Temos de ultrapassar o impasse e indefinição que se gerou na atividade de PMA em Portugal e que poderia levar à destruição de gâmetas e embriões, o que seria inadmissível. Espero agora, um amplo consenso parlamentar em torno de uma solução equilibrada e justa que respeite os direitos de todos.
“Estes projetos demonstram desde logo um interesse e uma sensibilidade especial para o que está aqui em causa, que é por um lado respeitar o acórdão do TC no sentido do fim do anonimato da pessoa que doa gâmetas, e por outro respeitar o princípio da segurança jurídica e da confiança dos cidadãos na lei, protegendo os direitos das pessoas que doaram em regime de anonimato, mas também protegendo os direitos dos beneficiários e das pessoas nascidas na vigência desse anonimato”, explica Carla Rodrigues, presidente do Conselho Nacional de Procriação Medicamente Assistida (CNPMA), à Advocatus.
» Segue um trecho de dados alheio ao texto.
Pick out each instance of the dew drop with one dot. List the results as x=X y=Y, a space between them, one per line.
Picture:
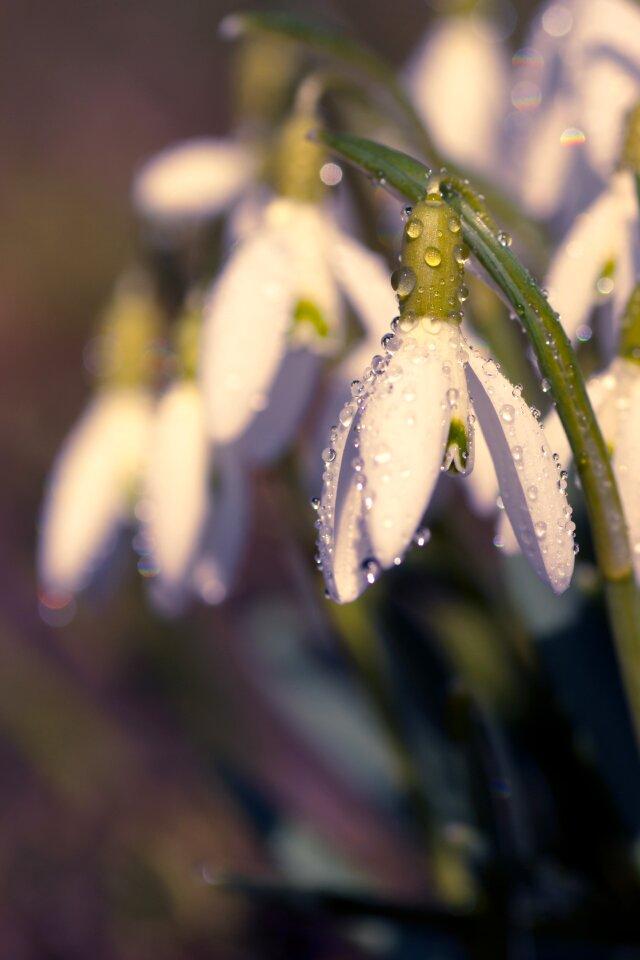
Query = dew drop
x=371 y=569
x=461 y=253
x=403 y=281
x=408 y=321
x=422 y=536
x=347 y=413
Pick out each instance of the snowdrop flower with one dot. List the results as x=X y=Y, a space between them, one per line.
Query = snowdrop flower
x=615 y=397
x=92 y=489
x=600 y=255
x=192 y=181
x=583 y=61
x=187 y=548
x=194 y=506
x=463 y=109
x=413 y=416
x=280 y=293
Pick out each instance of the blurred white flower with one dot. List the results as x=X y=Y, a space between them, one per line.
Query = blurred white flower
x=411 y=418
x=280 y=294
x=92 y=488
x=615 y=398
x=583 y=57
x=190 y=181
x=195 y=506
x=458 y=79
x=598 y=258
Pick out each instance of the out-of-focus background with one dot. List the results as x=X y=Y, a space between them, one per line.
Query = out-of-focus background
x=143 y=761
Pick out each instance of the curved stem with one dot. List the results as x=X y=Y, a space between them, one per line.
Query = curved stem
x=408 y=177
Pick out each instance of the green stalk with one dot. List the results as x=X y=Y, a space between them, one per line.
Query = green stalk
x=350 y=54
x=372 y=75
x=558 y=364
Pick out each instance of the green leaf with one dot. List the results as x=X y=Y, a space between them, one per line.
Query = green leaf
x=381 y=80
x=397 y=171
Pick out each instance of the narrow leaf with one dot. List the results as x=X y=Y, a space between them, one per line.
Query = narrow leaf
x=397 y=171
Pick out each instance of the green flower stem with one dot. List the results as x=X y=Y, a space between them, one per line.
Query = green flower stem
x=355 y=57
x=558 y=364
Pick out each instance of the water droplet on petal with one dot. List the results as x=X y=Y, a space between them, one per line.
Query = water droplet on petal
x=371 y=569
x=422 y=536
x=403 y=281
x=414 y=228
A advogada, da JPAB, participou recentemente na preparação do relatório “O anonimato dos dadores – encontrar o equilíbrio entre os direitos dos pais, dos dadores e das crianças”, que está a ser elaborado no Conselho da Europa. Um relatório que tem como propósito contribuir para a resolução deste problema, dando orientações aos Estados-membros para futuras iniciativas legislativas.
“São projetos muito equilibrados, com ligeiras diferenças, mas muito próximos no essencial que é ultrapassar esta contradição sistémica que permanece na lei fruto da declaração de inconstitucionalidade de algumas normas da lei da PMA e ultrapassar o impasse e indefinição que se gerou na atividade de PMA em Portugal e que poderia levar à destruição de gâmetas e embriões, o que seria inadmissível. Espero agora, um amplo consenso parlamentar em torno de uma solução equilibrada e justa que respeite os direitos de todos”, conclui a jurista.